Data Privacy Laws Collection and use of personal data must comply with applicable legislation — including the PDPA in Singapore, GDPR in Europe, and equivalent frameworks in other jurisdictions. A documented lawful basis is essential before personal data is gathered or retained.
Platform Terms of Service Scraping activities must be conducted within legal and ethical boundaries. Agencies should work with platform operators directly where possible, as many have formal government reporting channels and will voluntarily share data in response to official requests.
Evidence Admissibility OSINT evidence must be properly documented, timestamped, and preserved to withstand legal scrutiny. Screenshot archives, metadata logs, and chain-of-custody records are essential from the outset of any investigation.
Avoiding Bias Automated tools can produce false positives — particularly when using linguistic pattern analysis or clustering algorithms. Human analyst review remains essential before any enforcement action is initiated.

Conclusion

OSINT equips consumer protection agencies with the ability to operate at the speed and scale of modern e-commerce fraud. By systematically monitoring review patterns, tracing counterfeit seller networks, and mapping coordinated fraud schemes across platforms, agencies can shift from reactive enforcement to proactive market surveillance.
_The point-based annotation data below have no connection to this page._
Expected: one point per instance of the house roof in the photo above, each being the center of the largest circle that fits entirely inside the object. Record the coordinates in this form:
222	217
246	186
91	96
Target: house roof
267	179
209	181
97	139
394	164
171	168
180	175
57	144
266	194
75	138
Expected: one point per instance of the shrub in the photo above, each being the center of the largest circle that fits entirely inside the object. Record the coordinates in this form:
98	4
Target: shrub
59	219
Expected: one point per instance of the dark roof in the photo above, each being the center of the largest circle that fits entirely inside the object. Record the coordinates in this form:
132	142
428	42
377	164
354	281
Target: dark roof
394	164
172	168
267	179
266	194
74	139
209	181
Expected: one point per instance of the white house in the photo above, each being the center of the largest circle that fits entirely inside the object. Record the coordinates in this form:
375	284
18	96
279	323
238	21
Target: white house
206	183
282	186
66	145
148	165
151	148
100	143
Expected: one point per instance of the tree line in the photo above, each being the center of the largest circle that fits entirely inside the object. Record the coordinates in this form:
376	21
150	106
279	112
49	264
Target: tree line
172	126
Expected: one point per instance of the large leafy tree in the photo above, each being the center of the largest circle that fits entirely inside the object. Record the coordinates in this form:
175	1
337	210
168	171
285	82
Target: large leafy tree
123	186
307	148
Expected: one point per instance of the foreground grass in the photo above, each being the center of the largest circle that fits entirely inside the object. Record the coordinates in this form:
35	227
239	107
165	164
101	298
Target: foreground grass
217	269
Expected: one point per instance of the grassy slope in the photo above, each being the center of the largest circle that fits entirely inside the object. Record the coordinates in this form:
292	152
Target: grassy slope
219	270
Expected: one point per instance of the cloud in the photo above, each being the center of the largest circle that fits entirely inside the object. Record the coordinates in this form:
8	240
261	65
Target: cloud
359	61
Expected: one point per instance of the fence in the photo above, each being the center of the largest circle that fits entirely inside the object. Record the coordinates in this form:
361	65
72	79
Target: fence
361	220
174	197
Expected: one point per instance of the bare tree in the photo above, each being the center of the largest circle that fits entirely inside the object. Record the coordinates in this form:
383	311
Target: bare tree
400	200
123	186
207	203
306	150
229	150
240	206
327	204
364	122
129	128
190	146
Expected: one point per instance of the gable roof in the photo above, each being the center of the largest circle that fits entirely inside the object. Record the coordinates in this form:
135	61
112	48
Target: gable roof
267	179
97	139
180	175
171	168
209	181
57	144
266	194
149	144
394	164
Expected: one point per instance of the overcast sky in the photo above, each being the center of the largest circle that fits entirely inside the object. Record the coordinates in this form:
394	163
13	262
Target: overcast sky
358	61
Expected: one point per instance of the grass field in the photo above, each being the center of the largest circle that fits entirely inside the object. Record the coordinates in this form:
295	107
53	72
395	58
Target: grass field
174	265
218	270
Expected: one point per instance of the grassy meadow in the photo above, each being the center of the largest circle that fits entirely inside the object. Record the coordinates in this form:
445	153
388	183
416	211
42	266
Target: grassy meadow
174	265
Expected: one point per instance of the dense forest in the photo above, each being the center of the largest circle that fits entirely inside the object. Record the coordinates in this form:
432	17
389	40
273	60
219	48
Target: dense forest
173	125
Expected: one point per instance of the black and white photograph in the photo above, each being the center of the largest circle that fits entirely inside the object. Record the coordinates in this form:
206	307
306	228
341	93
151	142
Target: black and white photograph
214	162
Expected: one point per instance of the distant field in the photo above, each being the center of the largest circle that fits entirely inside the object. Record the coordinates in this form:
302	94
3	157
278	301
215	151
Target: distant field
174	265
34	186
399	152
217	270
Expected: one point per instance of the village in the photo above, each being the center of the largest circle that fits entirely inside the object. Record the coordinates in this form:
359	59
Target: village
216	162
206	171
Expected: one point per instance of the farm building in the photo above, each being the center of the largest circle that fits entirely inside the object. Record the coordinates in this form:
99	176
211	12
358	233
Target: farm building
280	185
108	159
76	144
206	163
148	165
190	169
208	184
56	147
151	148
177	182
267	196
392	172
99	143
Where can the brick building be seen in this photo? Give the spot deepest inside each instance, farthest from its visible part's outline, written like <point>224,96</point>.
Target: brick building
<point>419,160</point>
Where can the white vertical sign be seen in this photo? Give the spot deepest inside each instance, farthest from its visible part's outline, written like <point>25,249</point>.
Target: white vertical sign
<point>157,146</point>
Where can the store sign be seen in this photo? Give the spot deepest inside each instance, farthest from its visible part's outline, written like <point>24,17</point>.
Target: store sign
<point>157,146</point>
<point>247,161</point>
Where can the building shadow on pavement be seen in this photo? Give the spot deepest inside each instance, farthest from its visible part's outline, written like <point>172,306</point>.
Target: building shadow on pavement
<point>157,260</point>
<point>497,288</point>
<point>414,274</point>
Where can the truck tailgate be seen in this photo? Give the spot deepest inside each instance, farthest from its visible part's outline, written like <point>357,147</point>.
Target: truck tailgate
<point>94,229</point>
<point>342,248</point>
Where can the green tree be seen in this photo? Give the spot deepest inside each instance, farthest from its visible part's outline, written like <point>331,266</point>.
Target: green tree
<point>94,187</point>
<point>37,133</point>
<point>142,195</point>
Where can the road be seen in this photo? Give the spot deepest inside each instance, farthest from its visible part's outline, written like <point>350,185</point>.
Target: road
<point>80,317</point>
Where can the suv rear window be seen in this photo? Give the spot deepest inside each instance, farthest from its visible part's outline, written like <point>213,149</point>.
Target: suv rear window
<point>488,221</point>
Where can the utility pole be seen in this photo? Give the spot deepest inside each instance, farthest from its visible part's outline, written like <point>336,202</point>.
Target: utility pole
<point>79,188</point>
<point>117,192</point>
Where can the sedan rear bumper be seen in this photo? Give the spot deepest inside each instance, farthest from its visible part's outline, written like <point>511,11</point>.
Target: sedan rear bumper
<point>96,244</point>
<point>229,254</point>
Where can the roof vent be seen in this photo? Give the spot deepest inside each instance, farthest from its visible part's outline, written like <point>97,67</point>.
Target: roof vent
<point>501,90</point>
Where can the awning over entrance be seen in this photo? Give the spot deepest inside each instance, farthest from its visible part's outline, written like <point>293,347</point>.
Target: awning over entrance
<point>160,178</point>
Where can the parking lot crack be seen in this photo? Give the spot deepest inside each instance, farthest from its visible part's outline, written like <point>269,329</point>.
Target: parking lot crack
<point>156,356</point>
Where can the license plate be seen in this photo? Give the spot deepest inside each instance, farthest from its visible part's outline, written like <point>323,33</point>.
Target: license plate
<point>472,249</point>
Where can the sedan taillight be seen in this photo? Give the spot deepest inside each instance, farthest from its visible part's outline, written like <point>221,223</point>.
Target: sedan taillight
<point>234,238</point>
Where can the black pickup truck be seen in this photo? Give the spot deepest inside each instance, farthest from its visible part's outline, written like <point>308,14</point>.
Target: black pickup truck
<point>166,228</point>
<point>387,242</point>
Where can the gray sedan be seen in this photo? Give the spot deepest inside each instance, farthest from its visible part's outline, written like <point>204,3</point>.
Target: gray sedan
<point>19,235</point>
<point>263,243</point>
The result is a fairer, safer digital marketplace for consumers and legitimate businesses alike — built not on extraordinary surveillance powers, but on the disciplined, lawful analysis of information that bad actors have already made public.

This article is part of a series exploring the application of Open Source Intelligence across government agencies.

Disclaimer: This article is provided for educational purposes only. The methodology described is intended for lawful investigations conducted by qualified compliance, legal, or investigative professionals. All investigations must be conducted in accordance with applicable law. Users are solely responsible for ensuring their activities comply with local law and regulations.